からだの豆知識 第2回 『冬の宴会シーズン、秋から準備!』

2010年8月31日
秋ウコンって何?
ウコンはショウガ科の多年草でインド、アジア、沖縄など亜熱帯地方に自生する植物です。英名がターメリックということでカレー粉の黄色い成分としてご存知の方も多いでしょう。
昔からウコンには肝臓を強くする働きがあるとされ、日本では沖縄で「うっちん」の名で親しまれお茶や料理に、古くから民間療法として取り入れられていました。

秋ウコン、春ウコン、紫ウコンの3種類があり、秋、春は花のつく季節で呼び分けています。紫ウコンは「ガジュツ」という全く別の植物です。
秋ウコンと春ウコンは成分が違い、色素成分クルクミンが春ウコン「キョウオウ」には秋ウコンの10分の1しか入っていません。そのため一般に「ウコン」と呼ぶのは秋ウコンのことです。

クルクミンの肝臓に対する作用は色々研究されています。
胆汁の分泌を活性する働き、肝臓での解毒酵素グルタチオンを活性する働き、アルコールの分解過程でできるアセトアルデヒドの分解スピードを高めるなどと言われています。
薬と違ってこれがこう効くとはっきりしたものではないのですが、経験的に使われたウコンの成分の中でクルクミンを取り上げたサプリが二日酔いの予防につかわれたり、肝機能アップに使われるのはこの作用によるものです。

最近注目されているクルクミンの作用に美容に関するものがあります。
これはクルクミンがポリフェノールの一つであること。
ポリフェノールといえば抗酸化作用です。

活性酸素により酸化が進み、我々の身体のあちこちの細胞は、言わば錆びた状態になっています。酸化を止めるには活性酸素を除去する効果のあるものを外から取り入れる必要があります。
クルクミンの抗酸化作用がダメージを老けた身体やお肌を修復してくれると考えられます。
クルクミンがシワの原因を作る酵素を抑えるともいわれます。
お酒を飲む人だけでなく美容と毎日の健康のために取り入れたいものです。

インドの女性は紫外線を浴びているのに肌年齢が若いのはカレーを毎日食べているからとかクルクミンでパックしているからといわれます。インドの人は毎日辛いものを食べているのに胃が悪くならないのかと不思議に思ったことがあります。
もちろん人種差がありますからすぐに比べられませんが、ウコンには健胃作用もあります。私がインドに行ったときの経験ですが、毎食カレーのような料理を食べるはめになり、胃が丈夫でない私は二食目でうんざりだったのですが、食べ続けてるうちに慣れてしまい、帰る頃にはこのまま毎日カレーでも大丈夫な気がしてきました。

タージマハル

シリマリンって何?
マリアアザミ マリアアザミというハーブの種子に含まれる成分です。
マリアアザミはオオアザミとも呼ばれ紅紫色の花を咲かせるキク科の植物で、1m以上の丈にトゲを持ち白い斑模様の葉を持ちます。
英名はミルクシスルといい名前の由来はマリア様の母乳が葉の上に落ち葉脈の白い模様がミルクに見えるからといわれています。
ヨーロッパでは昔から肝臓の治療薬や毒キノコの解毒に用いられてきました。ドイツでは成分のシリマリンの肝細胞保護作用、肝機能改善作用が認められ、慢性肝炎、肝硬変などへの医療機関での使用が許可されています。

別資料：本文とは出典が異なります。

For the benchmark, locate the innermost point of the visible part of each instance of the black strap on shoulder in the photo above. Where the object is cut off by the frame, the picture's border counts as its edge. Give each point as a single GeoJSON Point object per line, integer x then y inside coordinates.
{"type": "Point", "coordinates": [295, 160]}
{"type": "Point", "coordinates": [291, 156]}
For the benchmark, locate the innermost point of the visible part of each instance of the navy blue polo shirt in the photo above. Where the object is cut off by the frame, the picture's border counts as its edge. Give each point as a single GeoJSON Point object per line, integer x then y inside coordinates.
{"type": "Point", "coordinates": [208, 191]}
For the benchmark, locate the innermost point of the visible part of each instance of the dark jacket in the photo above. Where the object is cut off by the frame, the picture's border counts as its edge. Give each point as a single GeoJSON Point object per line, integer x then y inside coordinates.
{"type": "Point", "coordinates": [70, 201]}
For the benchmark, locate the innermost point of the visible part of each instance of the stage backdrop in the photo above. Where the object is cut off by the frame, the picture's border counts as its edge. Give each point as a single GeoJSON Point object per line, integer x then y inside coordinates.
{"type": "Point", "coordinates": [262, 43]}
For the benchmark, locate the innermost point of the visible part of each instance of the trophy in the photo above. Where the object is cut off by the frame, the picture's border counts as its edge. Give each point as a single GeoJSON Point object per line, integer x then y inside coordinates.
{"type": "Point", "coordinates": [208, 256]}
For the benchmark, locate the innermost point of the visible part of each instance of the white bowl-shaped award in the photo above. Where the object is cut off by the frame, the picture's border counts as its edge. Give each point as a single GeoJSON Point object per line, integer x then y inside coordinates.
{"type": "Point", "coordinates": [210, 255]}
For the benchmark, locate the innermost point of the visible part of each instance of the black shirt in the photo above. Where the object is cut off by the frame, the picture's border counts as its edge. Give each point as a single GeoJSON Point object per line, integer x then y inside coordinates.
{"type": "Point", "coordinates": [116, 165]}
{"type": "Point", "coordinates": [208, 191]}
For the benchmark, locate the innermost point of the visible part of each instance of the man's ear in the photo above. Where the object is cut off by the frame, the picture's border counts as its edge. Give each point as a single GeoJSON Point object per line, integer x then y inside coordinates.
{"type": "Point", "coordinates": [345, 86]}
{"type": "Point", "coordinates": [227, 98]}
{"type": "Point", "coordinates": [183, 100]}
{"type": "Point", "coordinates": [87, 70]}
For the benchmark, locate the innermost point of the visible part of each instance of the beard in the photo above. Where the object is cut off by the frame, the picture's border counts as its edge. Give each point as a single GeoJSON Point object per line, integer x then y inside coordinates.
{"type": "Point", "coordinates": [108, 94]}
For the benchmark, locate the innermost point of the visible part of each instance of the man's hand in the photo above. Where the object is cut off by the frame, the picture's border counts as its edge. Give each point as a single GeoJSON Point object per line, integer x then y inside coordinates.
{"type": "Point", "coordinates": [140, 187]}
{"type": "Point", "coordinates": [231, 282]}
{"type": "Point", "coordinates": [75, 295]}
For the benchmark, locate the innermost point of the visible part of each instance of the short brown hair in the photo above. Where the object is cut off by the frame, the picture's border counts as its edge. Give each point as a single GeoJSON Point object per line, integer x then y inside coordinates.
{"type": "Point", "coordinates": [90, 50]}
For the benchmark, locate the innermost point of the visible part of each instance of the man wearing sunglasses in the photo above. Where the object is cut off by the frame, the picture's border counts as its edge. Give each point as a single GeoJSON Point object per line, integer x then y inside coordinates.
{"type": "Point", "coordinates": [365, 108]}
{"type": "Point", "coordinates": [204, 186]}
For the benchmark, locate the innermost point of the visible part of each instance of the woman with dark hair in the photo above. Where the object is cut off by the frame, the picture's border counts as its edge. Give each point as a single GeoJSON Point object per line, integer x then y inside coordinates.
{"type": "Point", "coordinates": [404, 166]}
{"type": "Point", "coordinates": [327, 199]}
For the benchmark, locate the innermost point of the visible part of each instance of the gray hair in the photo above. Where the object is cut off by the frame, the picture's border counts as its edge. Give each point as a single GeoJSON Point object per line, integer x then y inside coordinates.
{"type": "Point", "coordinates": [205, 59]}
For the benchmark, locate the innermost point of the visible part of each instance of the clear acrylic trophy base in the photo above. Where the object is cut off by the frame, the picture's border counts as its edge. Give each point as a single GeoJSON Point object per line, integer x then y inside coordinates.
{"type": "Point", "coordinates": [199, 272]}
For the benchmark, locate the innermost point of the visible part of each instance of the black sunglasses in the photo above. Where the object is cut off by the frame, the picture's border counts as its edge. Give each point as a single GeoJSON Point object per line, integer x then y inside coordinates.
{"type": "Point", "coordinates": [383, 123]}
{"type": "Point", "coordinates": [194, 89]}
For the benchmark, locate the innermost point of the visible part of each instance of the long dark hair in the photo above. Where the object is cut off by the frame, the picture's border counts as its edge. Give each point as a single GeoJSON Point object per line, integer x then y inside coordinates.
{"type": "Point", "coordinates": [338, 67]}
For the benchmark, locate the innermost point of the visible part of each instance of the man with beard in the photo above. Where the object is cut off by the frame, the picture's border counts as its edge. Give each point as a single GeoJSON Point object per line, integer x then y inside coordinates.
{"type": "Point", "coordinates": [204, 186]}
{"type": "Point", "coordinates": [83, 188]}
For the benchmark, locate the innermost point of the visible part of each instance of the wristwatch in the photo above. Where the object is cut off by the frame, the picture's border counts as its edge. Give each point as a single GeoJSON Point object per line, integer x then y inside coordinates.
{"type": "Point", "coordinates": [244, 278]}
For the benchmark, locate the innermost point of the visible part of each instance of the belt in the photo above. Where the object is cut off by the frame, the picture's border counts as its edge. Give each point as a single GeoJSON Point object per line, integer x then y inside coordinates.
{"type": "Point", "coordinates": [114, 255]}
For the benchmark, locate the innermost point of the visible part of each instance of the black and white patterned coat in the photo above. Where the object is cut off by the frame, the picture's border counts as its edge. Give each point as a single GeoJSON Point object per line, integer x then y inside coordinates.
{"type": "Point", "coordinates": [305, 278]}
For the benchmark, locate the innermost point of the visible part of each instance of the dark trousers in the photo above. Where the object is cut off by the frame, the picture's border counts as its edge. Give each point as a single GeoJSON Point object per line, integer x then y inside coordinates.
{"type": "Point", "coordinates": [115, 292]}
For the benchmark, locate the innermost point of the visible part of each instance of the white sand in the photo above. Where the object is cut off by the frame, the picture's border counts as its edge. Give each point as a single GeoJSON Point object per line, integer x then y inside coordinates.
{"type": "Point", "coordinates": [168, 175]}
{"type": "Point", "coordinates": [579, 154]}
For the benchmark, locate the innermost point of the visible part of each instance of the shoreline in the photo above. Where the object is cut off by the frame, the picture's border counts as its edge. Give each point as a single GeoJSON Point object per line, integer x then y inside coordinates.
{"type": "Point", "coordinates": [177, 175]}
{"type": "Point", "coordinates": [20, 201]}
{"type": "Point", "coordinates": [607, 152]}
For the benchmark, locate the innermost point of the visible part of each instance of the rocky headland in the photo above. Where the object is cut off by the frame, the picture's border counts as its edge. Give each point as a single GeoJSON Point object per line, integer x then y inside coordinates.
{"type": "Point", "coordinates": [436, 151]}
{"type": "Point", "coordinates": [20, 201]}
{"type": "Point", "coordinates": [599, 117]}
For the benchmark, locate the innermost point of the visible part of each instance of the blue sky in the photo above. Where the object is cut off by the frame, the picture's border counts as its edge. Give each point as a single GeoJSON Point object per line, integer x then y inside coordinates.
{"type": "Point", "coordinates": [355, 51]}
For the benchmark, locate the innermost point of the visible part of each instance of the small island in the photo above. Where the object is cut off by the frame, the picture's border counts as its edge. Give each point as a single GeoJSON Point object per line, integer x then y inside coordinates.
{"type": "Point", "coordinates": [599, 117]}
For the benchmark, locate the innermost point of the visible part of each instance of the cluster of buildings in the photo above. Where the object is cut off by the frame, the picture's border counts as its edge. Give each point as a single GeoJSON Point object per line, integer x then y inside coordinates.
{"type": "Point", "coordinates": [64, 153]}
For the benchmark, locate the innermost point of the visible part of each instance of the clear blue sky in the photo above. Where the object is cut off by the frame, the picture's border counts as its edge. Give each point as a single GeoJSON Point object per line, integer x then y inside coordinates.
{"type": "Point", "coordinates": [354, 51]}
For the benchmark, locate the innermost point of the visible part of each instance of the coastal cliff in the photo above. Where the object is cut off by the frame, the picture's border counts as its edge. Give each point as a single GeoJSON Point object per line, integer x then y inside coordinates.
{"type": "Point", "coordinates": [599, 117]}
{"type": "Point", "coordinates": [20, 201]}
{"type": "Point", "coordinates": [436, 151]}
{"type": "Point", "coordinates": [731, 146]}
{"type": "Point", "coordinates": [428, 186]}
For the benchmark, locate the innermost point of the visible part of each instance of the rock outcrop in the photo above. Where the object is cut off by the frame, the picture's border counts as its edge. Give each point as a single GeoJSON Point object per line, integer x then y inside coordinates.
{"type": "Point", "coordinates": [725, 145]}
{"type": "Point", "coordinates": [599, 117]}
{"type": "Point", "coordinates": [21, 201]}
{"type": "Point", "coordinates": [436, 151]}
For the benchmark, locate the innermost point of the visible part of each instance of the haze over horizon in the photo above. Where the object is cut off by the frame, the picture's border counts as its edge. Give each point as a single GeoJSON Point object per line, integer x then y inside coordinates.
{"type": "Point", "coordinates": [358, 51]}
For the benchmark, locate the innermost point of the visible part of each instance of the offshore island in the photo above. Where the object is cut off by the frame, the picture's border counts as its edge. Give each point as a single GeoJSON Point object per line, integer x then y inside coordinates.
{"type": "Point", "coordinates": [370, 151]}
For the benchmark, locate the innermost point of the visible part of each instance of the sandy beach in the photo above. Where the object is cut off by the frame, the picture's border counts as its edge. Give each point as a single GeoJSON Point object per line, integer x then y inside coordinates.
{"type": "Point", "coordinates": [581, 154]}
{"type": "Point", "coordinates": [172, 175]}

では、シリマリンがどう効くのかということについてですが、研究結果によるとグルタチオンの量を増やすということのようです。
グルタチオンとはグルタミン酸、システイン、グリシンという三つのアミノ酸からなり本来我々の身体に存在するものです。
医薬品(タチオン他)として解毒、肝機能改善、代謝改善に使われています。皮膚科領域では湿疹シミなどに使われる場合もあります。
グルタチオンの働きは様々な有害物質をそのシステイン部分に結合させ細胞から外へ排出させます。そして肝臓から尿へと排出されるわけです。
つまりシリマリンによってグルタチオンが増えれば肝臓の解毒作用も活性化するわけです。

シリマリンのもう一つの効果に抗酸化作用があります。シリマリンの成分はフラボノリグナンというポリフェノールと同じく植物が持つ抗酸化物質です。
我々の身体に多く出来過ぎた活性酸素を除去する働きをして、細胞や臓器を守ります。
グルタチオンは細胞内で発生した活性酸素や過酸化物と反応してこれらを消去します。
個の時必要になるのがグルタチオンペルオキシターゼという酵素ですが残念ながらこの酵素類は加齢とともに減ってしまいます。
シリマリンのような抗酸化作用のあるものをサプリとして外から補う必要があるわけです。